率先發現爺爺的村裏人對我解釋着,我擦了一把淚道了聲謝,爺爺身上一定發生了甚麼,當下我急忙讓人幫忙將爺爺揹回了家。
村裏的人想要幫忙都讓我謝絕了,回到房間躺牀上的爺爺依舊沒有任何反應,雙眼只是盯着天花板。
我雙手搭在爺爺頭部,指尖傳來微熱的氣息浮動。爺爺的模樣有些像中風之人的症狀,但骨頭內卻沒有中風之人獨有的溼氣。
我眼睛一掃,看見爺爺右手緊緊握着一串珠子,珠子上有些乾涸發黑的痕跡,我伸手去拿但任憑我使出喫奶的勁也無法掰開爺爺的手。

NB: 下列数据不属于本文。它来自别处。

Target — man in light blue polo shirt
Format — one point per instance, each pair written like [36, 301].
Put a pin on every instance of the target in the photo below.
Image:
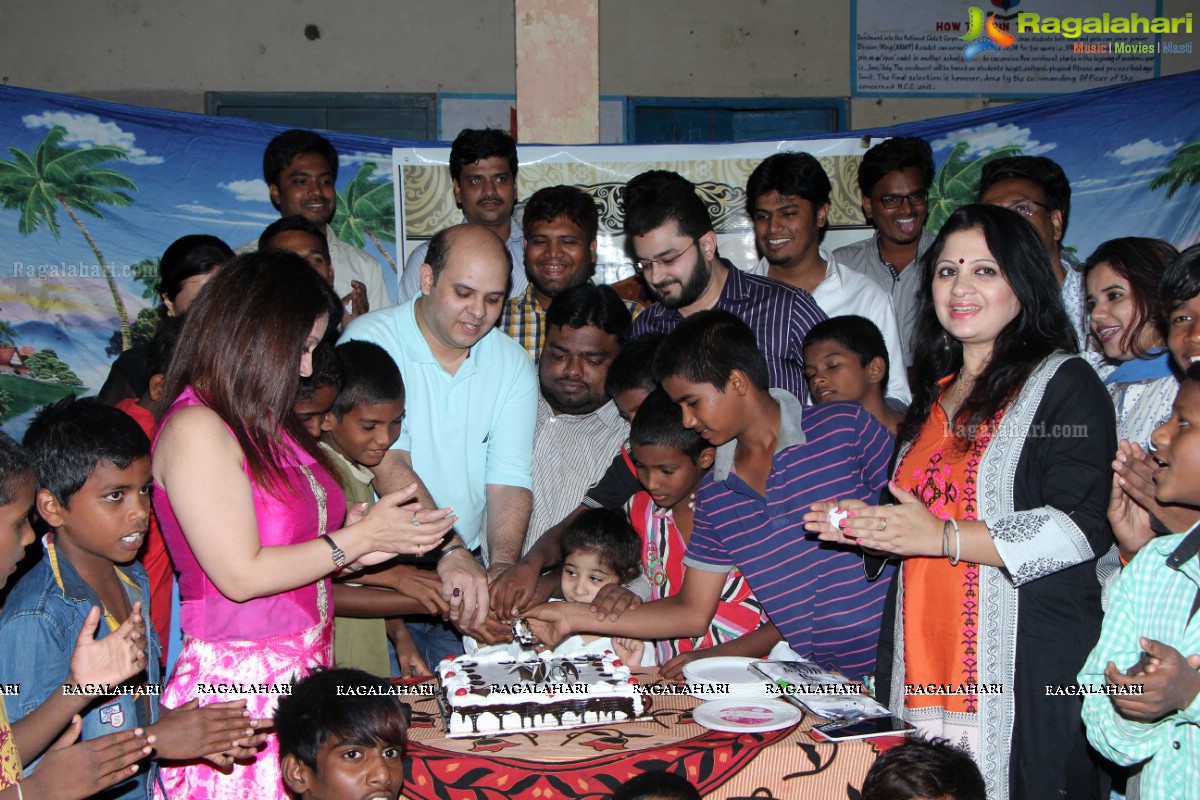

顯然這串珠子對爺爺很重要,但和爺爺朝夕相處這麼多年我可從未見爺爺戴過甚麼珠子。
我一人無能爲力只能給洛櫻去了個電話告訴她我爺爺回來了,沒等說完對面就掛了電話,很快洛櫻就從鄰村趕了過來。
一見我爺爺的模樣洛櫻大驚失色,連忙從口袋裏掏出一張黃紙,讓我找來毛筆在黃紙上畫上一個個奇異的符號。
畫完後,洛櫻俏臉變得神聖而莊嚴口中冒出一道晦澀的語言,將那張黃紙夾在合十的雙手中,模樣虔誠的宛如一個朝聖的信徒。
我猛地想起來,附近幾個村子裏的人都說鍾九婆是巫醫。
但不成這丫頭真會巫術!
正當我驚奇洛櫻到底會不會巫術的時候,洛櫻突然臉色鉅變,痛苦的嚎叫一聲,雙手猛然扯開,駭人的一幕發生!